Showing posts with label baden. Show all posts
Showing posts with label baden. Show all posts

Saturday, November 7, 2009

Kandinsky wore Wadlstrümpfe!

Exciting news to report today: my first sighting of honest-to-goodness Wadlstrümpfe, and on the legs of none other than Wassily Kandinsky himself, one of the pioneers of abstract art in the 20th-century! The dark green calf-stockings were captured by Gabriele Münter in her 1912 painting, Kandinsky mit Erma Bossi am Tisch ("Kandinsky at the table with Erma Bossi"). The table in the painting was in Münter's house, in Murnau, in Oberbayern, so I'm guessing the Wadlstrümpfe were the real Bavarian thing. One of the swell perks of living in Freiburg is that when your kid learns about a European artist at school, like Elias is now learning about Gabriele Münter, it's often possible to hop in the car and, within a few hours' drive, see original works by that artist. Thus it was that Elias and I drove an hour north to Baden-Baden today, to visit the the Museum Frieder Burda for an exhibit of works by artists of the group Der Blaue Reiter--Marc, Macke, Kandinsky, Münter, Jawlensky, Werefkin, Klee, and Campendonk. (Stefan, alas, could not join us, as he's busy being an academic in California this week.) The beautiful, airy museum was built by publishing heir Frieder Burda to house and make public his art collection. The paintings we saw today were on loan from the Städtische Galerie im Lenbachhaus in München. Baden-Baden, like Badenweiler and all the other Bad- and Baden- towns around here, has been a popular spa town since Roman times if not before. The name Baden-Baden means "Baden-in-Baden" (like "Freiburg im Breisgau"), meaning "the town Baden that's in the state Baden." It's like saying, in the U.S., "Rochester, Minnesota" versus "Rochester, New York." As we walked to the museum, we passed through the Trinkhalle, where Elias tried a sip of the healing waters.

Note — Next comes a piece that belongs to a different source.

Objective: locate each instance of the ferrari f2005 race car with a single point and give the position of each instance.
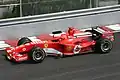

Sunday, September 13, 2009

Bayern in Baden

Just like American newspapers, the Sunday Badische Zeitung includes lots of ads (not that you can actually go out and buy anything in Germany on a Sunday, of course). The Edeka supermarket chain has a flyer in today's paper that sheds some interesting light on southern German culture.

The cover tells us the theme of the week: "Feiern wie in Bayern" ("Celebrate as they do in Bavaria"). A smiling, curly-haired young man holds up a glass of Bier. He is wearing Lederhosen and a Trachtenhemd--a special shirt to be worn with Lederhosen. The combination of beer, Tracht, and celebrating Bavarians can mean but one thing: it's time for Oktoberfest, the 16-17 day festival that starts in September and runs until the first Sunday in October.

Ah, but the Trachtenhemd is a giveaway: these are not real Bavarians, but Badisch depictions of Bavarians. The shirt has those fake-horn buttons that make Stefan's mother Helen cluck her tongue disapprovingly, and the photographs on the following pages have similar subtle clues to their inauthenticity.

Take the smiling young woman on the next page. Her blond hair is in braids, and her kitschy Dirndl (see below for some non-kitschy ones) is adorned with jim jams and trinkets. She holds a tray with five glowing beers. But something is not right. Were she a real Bavarian working at Munich's Oktoberfest, the glasses would be mugs, and she'd be holding perhaps as many as four in each hand--eight liters total--which would require a little more muscle on that slender frame.

The next page cuts to the chase. What signifies Bayern better than a Bretz'n (soft pretzel) and a headless, Dirndl-foisted bosom? Carol Adams, the author of The Sexual Politics of Meat, would probably have some interesting things to say about the placement of the phallic Weisswurst (white sausage) below the waist.


And now for some images of real Bavarians in action. Way back in July, Helen's village, Steinebach am Wörthsee, hosted this year's Huosigau Fest. The Huosigau is the region of Bayern centered in Weilheim, south of the Ammersee; it includes Steinebach and the towns around the Wörthsee. The Fest featured a long parade of the various local wind band societies, with everyone dressed in their own very local, traditional Tracht--far more elegant and modest than Edeka's stereotypes.

When people in Freiburg ask me where I learned to speak German, I tell them "mein Mann kommt aus Bayern" ("my husband is Bavarian"). This once elicited the response, "ha, really? But Bavaria isn't in Germany--it's a separate country--and we're happy for it to stay that way!" While Freiburgers might say this facetiously, Bavarians would say it proudly.